Data Sets for Training A.I.

In order to train any learning algorithm, a suitable data set is required. In fact, three data sets are required: A training set, a validation set and an unseen set. This means that a data set will be required for training. A suitable data set will contain a large number of randomly assorted sentences. Fortuantely, I found an open source, multi-lingual database of example sentences called Tatoeba.

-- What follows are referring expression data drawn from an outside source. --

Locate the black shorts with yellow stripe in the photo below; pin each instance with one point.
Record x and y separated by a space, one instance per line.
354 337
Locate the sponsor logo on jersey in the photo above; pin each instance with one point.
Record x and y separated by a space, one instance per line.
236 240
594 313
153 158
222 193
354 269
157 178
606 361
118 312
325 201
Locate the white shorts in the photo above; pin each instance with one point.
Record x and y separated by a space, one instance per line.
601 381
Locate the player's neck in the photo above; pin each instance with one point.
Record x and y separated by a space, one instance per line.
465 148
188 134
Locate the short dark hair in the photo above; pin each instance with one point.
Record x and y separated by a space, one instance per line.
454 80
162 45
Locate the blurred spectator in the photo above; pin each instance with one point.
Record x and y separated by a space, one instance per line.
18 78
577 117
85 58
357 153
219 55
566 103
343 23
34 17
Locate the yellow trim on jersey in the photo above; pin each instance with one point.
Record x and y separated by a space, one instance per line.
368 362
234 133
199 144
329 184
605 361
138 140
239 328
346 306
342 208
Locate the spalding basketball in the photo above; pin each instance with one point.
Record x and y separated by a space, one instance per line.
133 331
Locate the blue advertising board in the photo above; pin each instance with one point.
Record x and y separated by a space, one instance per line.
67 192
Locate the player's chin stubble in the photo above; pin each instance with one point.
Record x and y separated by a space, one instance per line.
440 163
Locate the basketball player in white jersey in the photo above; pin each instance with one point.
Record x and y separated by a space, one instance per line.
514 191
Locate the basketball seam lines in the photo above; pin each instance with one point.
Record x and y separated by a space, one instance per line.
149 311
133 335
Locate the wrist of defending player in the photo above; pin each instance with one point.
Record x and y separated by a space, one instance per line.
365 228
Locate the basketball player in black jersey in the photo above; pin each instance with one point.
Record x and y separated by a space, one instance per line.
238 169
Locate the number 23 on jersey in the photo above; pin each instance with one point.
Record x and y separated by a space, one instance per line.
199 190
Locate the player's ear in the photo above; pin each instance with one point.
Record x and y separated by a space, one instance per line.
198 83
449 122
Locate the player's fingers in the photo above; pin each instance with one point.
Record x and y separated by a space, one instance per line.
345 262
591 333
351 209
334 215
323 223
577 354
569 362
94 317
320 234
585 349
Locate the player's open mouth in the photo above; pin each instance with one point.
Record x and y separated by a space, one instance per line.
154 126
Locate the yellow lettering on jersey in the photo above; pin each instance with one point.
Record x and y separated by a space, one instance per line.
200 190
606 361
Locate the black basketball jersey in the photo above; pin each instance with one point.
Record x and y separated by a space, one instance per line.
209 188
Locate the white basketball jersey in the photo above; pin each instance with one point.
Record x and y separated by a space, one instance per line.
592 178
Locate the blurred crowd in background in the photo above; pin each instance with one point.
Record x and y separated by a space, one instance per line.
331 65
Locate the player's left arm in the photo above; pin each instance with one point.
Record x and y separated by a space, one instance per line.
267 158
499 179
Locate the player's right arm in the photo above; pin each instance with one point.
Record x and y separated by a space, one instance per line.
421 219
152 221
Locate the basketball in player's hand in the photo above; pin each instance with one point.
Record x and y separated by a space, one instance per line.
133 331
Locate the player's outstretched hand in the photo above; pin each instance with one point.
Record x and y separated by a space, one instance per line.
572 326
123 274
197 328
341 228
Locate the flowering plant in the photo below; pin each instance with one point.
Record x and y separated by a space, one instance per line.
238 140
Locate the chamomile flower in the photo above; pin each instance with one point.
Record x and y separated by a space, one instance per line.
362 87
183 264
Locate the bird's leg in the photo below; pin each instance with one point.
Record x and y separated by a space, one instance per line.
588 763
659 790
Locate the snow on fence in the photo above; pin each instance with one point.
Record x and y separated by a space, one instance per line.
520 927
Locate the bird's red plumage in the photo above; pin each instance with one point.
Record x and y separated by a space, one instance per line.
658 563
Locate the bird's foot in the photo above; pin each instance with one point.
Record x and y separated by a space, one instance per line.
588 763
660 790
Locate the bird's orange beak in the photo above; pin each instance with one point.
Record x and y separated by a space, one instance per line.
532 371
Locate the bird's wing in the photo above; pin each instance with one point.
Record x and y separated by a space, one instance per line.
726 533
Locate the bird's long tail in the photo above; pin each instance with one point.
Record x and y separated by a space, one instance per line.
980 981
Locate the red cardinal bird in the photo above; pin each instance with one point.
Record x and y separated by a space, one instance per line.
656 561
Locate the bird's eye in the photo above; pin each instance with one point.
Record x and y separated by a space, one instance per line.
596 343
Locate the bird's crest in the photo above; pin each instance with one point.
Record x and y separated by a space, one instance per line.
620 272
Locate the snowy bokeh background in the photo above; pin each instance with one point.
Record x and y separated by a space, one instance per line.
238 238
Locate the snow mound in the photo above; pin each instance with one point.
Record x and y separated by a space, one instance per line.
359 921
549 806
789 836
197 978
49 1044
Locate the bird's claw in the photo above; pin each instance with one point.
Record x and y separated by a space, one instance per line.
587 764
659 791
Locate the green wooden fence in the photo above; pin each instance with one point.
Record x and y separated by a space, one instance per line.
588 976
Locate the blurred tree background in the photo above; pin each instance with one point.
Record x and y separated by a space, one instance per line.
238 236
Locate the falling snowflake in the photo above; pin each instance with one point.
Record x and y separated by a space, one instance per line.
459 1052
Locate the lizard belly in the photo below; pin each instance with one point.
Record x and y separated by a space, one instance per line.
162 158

From here I was able to download all the English sentences as a csv file with the following structure:

Sentence ID [tab] Lang [tab] Text

As all the sentences were English, the Lang was "eng" for all entries. By writing a simple program in C++ I was able to find that there are 477, 652 sentences in the file. This is adequate to do the job of creating training sets. The data set was broken up into the following smaller sets:

  • Initial training set - 100 sentences
  • Training set - 238, 726 sentences
  • Validation set - 238, 726 sentences
  • Unseen set - 100 sentences

The initial data set will be used to train a neural network that will give a "fast pass" identification to the training and validation sets. These will then be manually sorted for correct identifications and corrections. A new network will then be used to learn the data.

What's next

In order to develop a system that is able to detect the subject of a sentence, a suitable input to the learning system must be found. Research will be conducted on the best way to use words as an input for neural networks.